How much data can you lose in terms of time for it to be an inconvenience, a problem and a situation where someone has to update their resume?
Normally the answer to this question is a function of time such as… Losing an hour is an inconvenience a day is problem and longer than two days is a career limiting move.
Can you answer this question? Can you backup your answers with data and management buy-in. It’s one thing for you to think that losing two hours of everyones work in Dynamics GP is not a problem it is another thing to have management agree with that. Establish those numbers with the relevant stakeholders and have them buy into them.
When is the last time you tested a restore? How long did it take to run?
A backup plan is great, but you need to test restores of the backups, you don’t have to test every backup but you need to test often enough that you feel comfortable about them.
Just testing a restore is not enough, you also want to get an idea of how long a restore is going to take. Why? If something bad happens being able to provide a reasonable estimate of how long it is going to take to restore a database is something that will be quite handy. If you can say “when we tested a restore last week it took 2 hours” then you reduce the odds of someone hovering over your next in 20 minutes asking if it is done.
Also in general practicing a restore is a good idea for the simple reason it keeps you in practice of how to do restores. When you have to restore prod after an issue, you are going to be more nervous, more prone to make mistakes, it is human nature for stress to have an impact on personal performance, that is what makes it, well stress. Heck I have been working with SQL Server for something like 18 or 19 years now and I still get nervous restoring after a prod issue. Practice helps you work through the nerves and the last thing you need is to appear you don’t know what you are doing on a restore with a boss breathing down your neck.
Is the knowledge of how to restore a database a single point of failure?
If it is, fix that, either have more than one person who knows how to do a restore (and has the system rights to do so) or make arrangements with a consultant or someone to provide cover.
Even if Joe never takes a vacation (a bad practice for anyone who deals with financial data btw) he can get the flu.. Make sure more than one person knows how to do a restore.
Do you have a way of being notified when a backup fails?

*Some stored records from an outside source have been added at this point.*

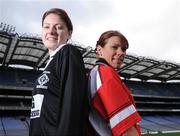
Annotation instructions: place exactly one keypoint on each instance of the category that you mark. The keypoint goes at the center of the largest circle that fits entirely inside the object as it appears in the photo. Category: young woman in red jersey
(112, 107)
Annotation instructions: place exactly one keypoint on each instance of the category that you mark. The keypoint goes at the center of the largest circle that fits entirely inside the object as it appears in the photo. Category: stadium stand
(23, 57)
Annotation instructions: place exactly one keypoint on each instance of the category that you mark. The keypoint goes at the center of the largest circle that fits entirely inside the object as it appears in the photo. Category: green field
(167, 134)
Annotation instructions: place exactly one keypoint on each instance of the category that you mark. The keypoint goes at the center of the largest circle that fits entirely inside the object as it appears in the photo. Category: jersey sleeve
(71, 74)
(113, 101)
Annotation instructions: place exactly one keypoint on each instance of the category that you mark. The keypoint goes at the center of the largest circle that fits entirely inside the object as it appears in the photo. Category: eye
(45, 26)
(123, 48)
(114, 47)
(58, 27)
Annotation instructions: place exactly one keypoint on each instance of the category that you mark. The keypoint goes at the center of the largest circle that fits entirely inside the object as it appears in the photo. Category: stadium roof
(29, 51)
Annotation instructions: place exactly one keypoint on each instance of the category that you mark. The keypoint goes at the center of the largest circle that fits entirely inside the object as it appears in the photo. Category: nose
(52, 30)
(120, 51)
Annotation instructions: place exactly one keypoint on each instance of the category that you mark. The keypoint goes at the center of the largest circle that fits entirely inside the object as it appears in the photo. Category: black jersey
(59, 96)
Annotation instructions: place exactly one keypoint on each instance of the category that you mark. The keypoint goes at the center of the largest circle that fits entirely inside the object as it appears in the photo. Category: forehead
(52, 17)
(114, 40)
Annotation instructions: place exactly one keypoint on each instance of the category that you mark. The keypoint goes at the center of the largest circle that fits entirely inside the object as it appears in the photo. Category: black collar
(102, 61)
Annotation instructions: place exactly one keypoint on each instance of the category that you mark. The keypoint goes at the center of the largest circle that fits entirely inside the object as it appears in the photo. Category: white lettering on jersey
(36, 105)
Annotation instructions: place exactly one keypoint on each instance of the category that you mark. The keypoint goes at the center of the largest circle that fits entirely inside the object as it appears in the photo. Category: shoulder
(108, 72)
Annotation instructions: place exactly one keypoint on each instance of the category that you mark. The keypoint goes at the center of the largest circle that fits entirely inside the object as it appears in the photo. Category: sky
(152, 27)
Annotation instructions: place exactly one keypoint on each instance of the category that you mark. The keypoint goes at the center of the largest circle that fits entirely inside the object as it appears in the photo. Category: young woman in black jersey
(59, 94)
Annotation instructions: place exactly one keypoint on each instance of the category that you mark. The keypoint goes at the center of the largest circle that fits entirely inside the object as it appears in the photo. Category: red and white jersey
(112, 106)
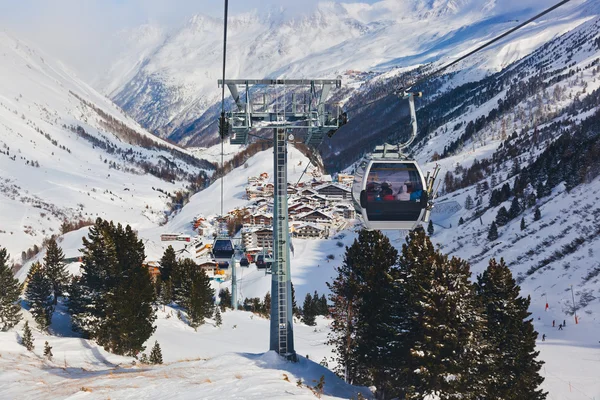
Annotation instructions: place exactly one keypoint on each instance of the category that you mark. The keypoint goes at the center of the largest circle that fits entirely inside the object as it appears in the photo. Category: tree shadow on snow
(310, 373)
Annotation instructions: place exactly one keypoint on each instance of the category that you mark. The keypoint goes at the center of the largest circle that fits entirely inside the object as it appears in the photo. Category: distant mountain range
(166, 80)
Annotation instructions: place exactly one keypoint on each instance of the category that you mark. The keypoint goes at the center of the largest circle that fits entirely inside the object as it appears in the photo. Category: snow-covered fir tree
(509, 331)
(27, 337)
(10, 289)
(225, 299)
(38, 294)
(155, 354)
(112, 301)
(308, 310)
(56, 270)
(48, 351)
(493, 232)
(447, 352)
(218, 318)
(168, 263)
(192, 291)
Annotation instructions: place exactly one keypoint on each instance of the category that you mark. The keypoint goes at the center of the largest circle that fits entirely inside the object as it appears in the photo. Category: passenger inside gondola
(394, 191)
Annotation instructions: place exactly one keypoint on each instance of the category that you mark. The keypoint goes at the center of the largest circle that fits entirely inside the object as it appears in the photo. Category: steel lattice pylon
(312, 116)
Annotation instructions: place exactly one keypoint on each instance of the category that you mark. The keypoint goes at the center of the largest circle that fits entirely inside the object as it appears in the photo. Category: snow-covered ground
(230, 361)
(48, 173)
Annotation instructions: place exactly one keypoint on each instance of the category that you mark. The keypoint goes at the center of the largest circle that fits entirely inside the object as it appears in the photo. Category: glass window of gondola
(223, 247)
(393, 192)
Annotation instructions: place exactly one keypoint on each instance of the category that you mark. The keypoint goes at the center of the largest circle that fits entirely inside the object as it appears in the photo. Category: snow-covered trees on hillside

Regardless of how you take backups, do you have something set up that lets more than one person know (see Joe reference above) that there has been a backup issue? The last thing you want to find out is that you haven’t taken a backup for a week because the backup disk was full, or the tape drive had an issue. The key on this one is active notification, that is someone gets an e-mail or a page, not that someone has to check every day.
Well that is part one…